Pertemuan tersebut berlangsung beberapa hari setelah kejadian, dan oleh beberapa pihak diharapkan dapat menjadi titik awal penyelesaian secara kekeluargaan. Namun, meski sudah ada pertemuan dan permintaan maaf, jalannya proses hukum tetap menjadi sorotan utama, terutama dari pihak korban yang menegaskan bahwa keadilan tetap harus ditegakkan hingga tuntas.

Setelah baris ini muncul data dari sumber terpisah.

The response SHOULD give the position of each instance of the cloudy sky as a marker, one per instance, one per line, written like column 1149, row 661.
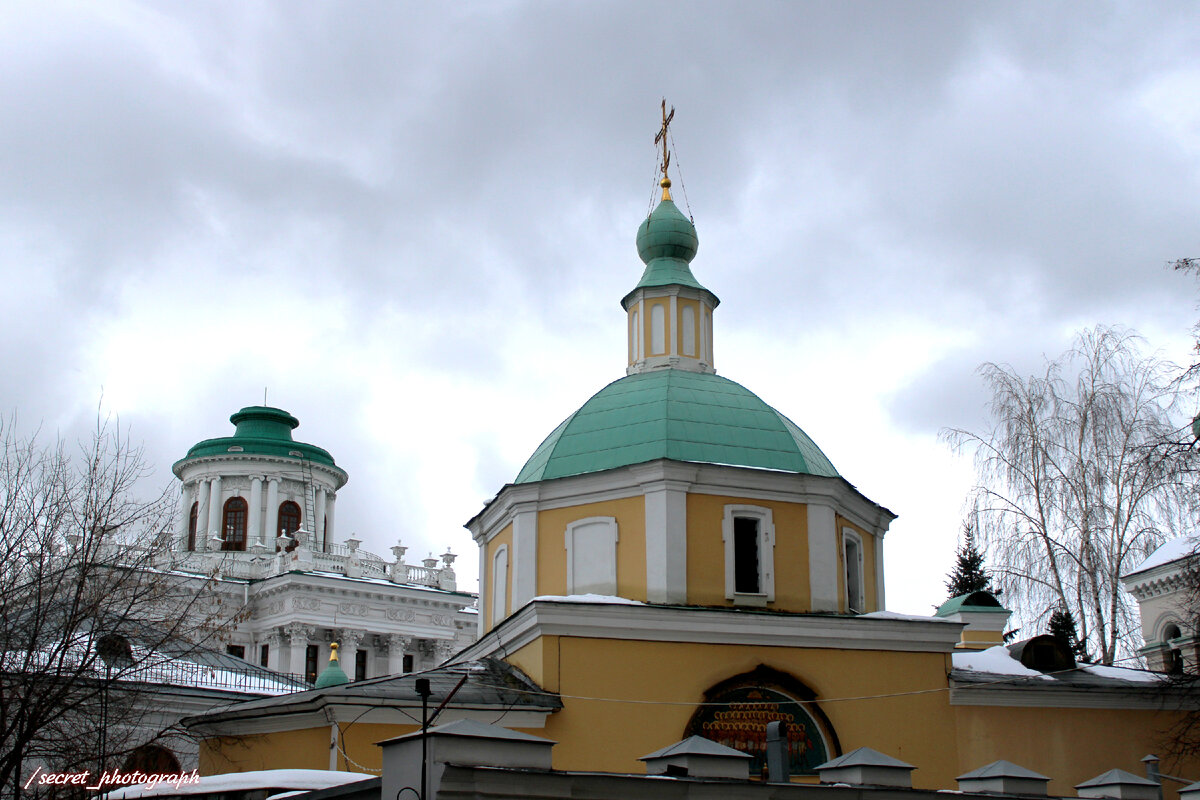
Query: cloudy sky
column 413, row 223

Penasihat hukum Priguna, Ferdy Rizky Adilya, dalam keterangannya kepada media pada Kamis, 10 April 2025, menyampaikan bahwa kliennya telah mengungkapkan penyesalan atas tindakan yang dilakukannya. Ferdy juga menjelaskan bahwa sebelum pemberitaan mengenai kasus ini ramai di media, Priguna telah terlebih dahulu mengutus perwakilan dari keluarganya untuk menemui keluarga korban dan menyampaikan permintaan maaf secara langsung.
“Sebelum pemberitaan di media saat ini berkembang, klien kami melalui perwakilan keluarga telah bertemu dan menyampaikan permintaan maaf kepada korban dan keluarganya,” ungkap Ferdy.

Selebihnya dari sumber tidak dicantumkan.